By this point I’d been finished for quite a while so I was keen to get to my friends and family. I rushed to Horseguards Parade, where Dave, Dom and Sophie were waiting. I also caught up with Glen, who’d run a quite brilliant 2.34, and I think I was happier for him than I was about my own race.
The unforgettable moments just kept on coming, as my mum spotted me and full on sprinted towards me for a good 50 metres before jumping into my arms for a hug – I’ve never seen her so excited! To know how much it means to her to see me do well really hit home and this was probably the most emotional I’d felt all day. Dave the Lion opted for his trademark firm handshake, but I think I might’ve finally managed to impress the once ‘semi-pro’ footballer.
My uncle and the rest of my family then also turned up and it was amazing to be able to share this moment with them – I’m not sure something like this will ever happen again so to have them there to witness it meant an awful lot to me.

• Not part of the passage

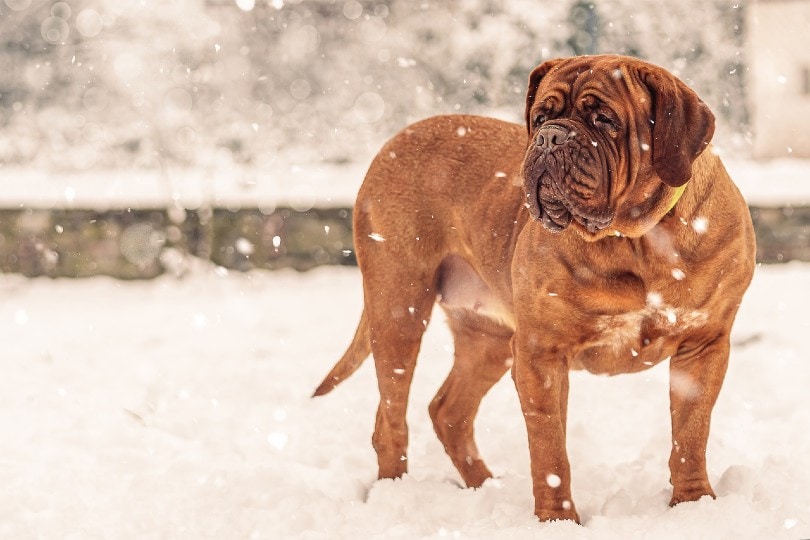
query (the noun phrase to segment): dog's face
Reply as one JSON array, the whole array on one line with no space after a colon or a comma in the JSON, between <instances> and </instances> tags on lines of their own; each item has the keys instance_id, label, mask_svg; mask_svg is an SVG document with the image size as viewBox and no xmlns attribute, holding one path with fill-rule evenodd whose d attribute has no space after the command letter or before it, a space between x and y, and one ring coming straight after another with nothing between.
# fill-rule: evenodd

Katie had rushed over from Westferry and was the last to arrive, and I was so excited to see her. We spotted each other from a distance and both just had massive grins on our faces before sharing a very emotional hug. Whenever things get hard in training or racing she’s always there for me and I has always been so supportive – I owe her so much and appreciate every little thing she does for me, including sitting in on a Friday night and helping to secure the snorkel safely to the side of my head..
There were so many amazing performances from friends as well as all the legends from Clapham Chasers – far too many to list here but you know exactly who you are and I’ve spoken to you all individually in the days after the event. That also goes for the people that took time to come and support on the day – I can’t say just how much I appreciate it.
I’ve had help from Chris Bowman at Full Fitness Physio, and I can’t recommend him highly enough for either a top-notch sports massage or advice on injury prevention/recovery. I also owe a lot to Dan Holmes of Profile PT who has been my triathlon coach since the start of the year; it’s been brilliant working with Dan and we’re obviously seeing some positive improvements already, so long may that continue. The swimwear brand Funky Trunks also provided me with the comfy trunks that powered me towards a chafe-free world record.
I realise this report has been slightly more emotional than usual, and to be honest I still don’t think I’m managed to convey the feelings and experience I went through on the day; it really will go down as one of the best days of my life.
So; what’s next? (said no-one, ever – just finish this bloody report mate and stop banging on). This result has done wonders for my self-confidence going into the triathlon season. If I can work hard and achieve a 2:42 marathon, what else am I capable of? With my bike improving all the time, maybe the dream of qualifying and racing in the Ironman World Championship in Kona, Hawaii isn’t as farfetched as I once thought.
I’ve got the Outlaw iron-distance triathlon in July to worry about first, before I see how close I can get at Ironman Wales in September. I was always quite sceptical about my limitations and how far I can progress in endurance sport. Sundays performance has opened my eyes and shown me that, with a bit of hard graft, maybe dreams can one day become reality.